Windows 8 Explorer Adds Ribbon, Returns Up Button

Windows 8 Explorer Adds Ribbon, Returns Up Button

One of the most common complaints about the Explorer interface in Windows 7 was that it dumped the ‘up’ button used to move up in the directory structure. The good news is that it’s returning in Windows 8. The perhaps more controversial news is that Microsoft will achieve that by using the often controversial Ribbon interface.

The Building Windows 8 blog offers a detailed look at how Explorer will be updated in Windows 8. It’s a lengthy post but well worth the read if you’re a regular Explorer user. The key changes that will be coming include:

  • Adding the Ribbon in order to make the most common commands more easily accessible. (Remarkably, of the 10 most commonly used features in Explorer, just two are visible in the current interface.) The three tabs on the Ribbon will be Home, Share and View (all seen above).
  • Showing the Details information for folders at the right rather than the bottom. That minimises the impact on vertical space of adding the ribbon and takes advantage of widescreen laptops, which are now the most common option.)
  • As in Office, incorporating a Quick Access Toolbar so you can add commonly used commands to the interface.
  • And as we’ve already mentioned, the Up button is being returned to the interface.

Those changes won’t necessarily address all the features which Explorer replacements can handle, but as we noted in a recent post about the Windows 8 copy experience, only a small percentage of Windows users actually install that kind of software (though I suspect the number is higher amongst Lifehacker readers). Third-party software developers will continue to be able to add options to right-click menus, but won’t be able to access the Ribbon interface.

Ribbon addition aside, the most interesting thing I learnt from that post was that the most popular way of accessing features in Explorer is via a right-click menu, followed by keyboard shortcuts. On the latter point, it’s also good to have it confirmed that existing shortcuts will continue to work in Windows 8, while there will be ribbon-based shortcuts for everything else. Ribbon shortcuts are a lot less effective than single-key shortcuts, but still good to have around if, like me, you’re a keyboard junkie.

What changes would you like to see in Explorer? Tell us in the comments.

Improvements in Windows Explorer [Building Windows 8]


  • sweet mother of jesus. it reminds me of that bit in christmas vacation when clark cant get the christmas lights on the roof working. a complete mess.

  • WTF man..! I didn’t see anything on the jump page that says anything about dual pane exploring…, are they just plain stupid, dual pane is one of the most sought after updates required for a file browser! #[

  • This just looks cluttered to me.

    MS, don’t try and make Windows “easy” to use, all you’re doing is making it LOOK difficult when really people should just be learning some basic shortcuts.

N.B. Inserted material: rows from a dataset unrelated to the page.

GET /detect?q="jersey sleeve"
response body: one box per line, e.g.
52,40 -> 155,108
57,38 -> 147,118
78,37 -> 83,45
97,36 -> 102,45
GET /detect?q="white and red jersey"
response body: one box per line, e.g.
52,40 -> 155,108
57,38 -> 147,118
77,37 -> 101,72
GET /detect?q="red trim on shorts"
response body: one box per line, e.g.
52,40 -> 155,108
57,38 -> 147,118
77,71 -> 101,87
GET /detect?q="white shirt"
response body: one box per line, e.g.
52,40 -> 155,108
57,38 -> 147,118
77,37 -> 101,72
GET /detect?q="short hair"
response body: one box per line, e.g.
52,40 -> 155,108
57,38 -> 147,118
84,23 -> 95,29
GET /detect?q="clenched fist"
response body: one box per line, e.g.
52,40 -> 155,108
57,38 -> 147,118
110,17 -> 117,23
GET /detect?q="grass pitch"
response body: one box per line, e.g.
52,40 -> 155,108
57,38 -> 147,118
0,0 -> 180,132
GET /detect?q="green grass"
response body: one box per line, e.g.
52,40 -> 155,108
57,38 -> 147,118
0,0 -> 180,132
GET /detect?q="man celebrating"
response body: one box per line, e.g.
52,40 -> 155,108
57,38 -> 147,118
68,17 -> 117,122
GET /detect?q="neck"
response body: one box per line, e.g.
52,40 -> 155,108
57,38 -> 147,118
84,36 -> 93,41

  • I’m not too concerned in that explorer usually has a great deal of customization out of the box. I am sure you will be able to hide and show what you want. I can see it being somewhat useful if it is a toggle away like like the alt button in win7 explorer. I would hate to have to look at those buttons by default :\

    • All ribbons in all Microsoft applications can be hidden by right-clicking on them and clicking Minimise the Ribbon. This will only show each tab instead. I know that’s how I prefer to work with them.

  • So the majority use right click and shortcut keys, yep, lets make the bits nobody use take up more screen real estate! /sarcasm

    Seriously though, the people that the ribbon is aimed at (ie. beginners) probably never venture into explorer anyway (I’ve seen many older people try to manage their files via the apps that actually make the files – eg. Word), so this seems like a big downside for little gain.

  • I appreciate that the Ribbon makes it more obvious to novices that Explorer can do more than they thought it could.So long as they keep my keyboard shortcuts, I’ll be happy.

  • That’s a debacle. It’s bad enough trying to use that ridiculous ribbon layout in Office 2010, let alone having it permeate the entire operating system.

    When Mac OS X is surging in popularity due to its refined simplicity, Microsoft counters by making Windows look even more complex……brilliant thinking Microsoft .

  • I’d like to choose between dual-panes and a tabbed interface.

    Sometimes I don’t want to have multiple instances of Explorer open, other times I do.

    Also, I’d like an easy way of hiding the Favorites & Libraries tree lists on the left pane, since I don’t use them.

    • this is exactly what i thought when i started reading.

      that and why take up valuable real estate for menus that dont get used that often, and they even stated most use keyboard shortcuts or right clicking.

    • Yeah, but then you have to keep moving your mouse to the left. To me, that’s extremely annoying.

      Chances are you’ll be able to hide the button if you don’t want. But as it is in Win7, if you do want the button, there isn’t a way to get it back.

  • Looks rather busy to be honest.. They should make Ribbon an optional UI addition… Except for the lack of an “up” button (which isn’t even really an issue), Win7 has it right imo.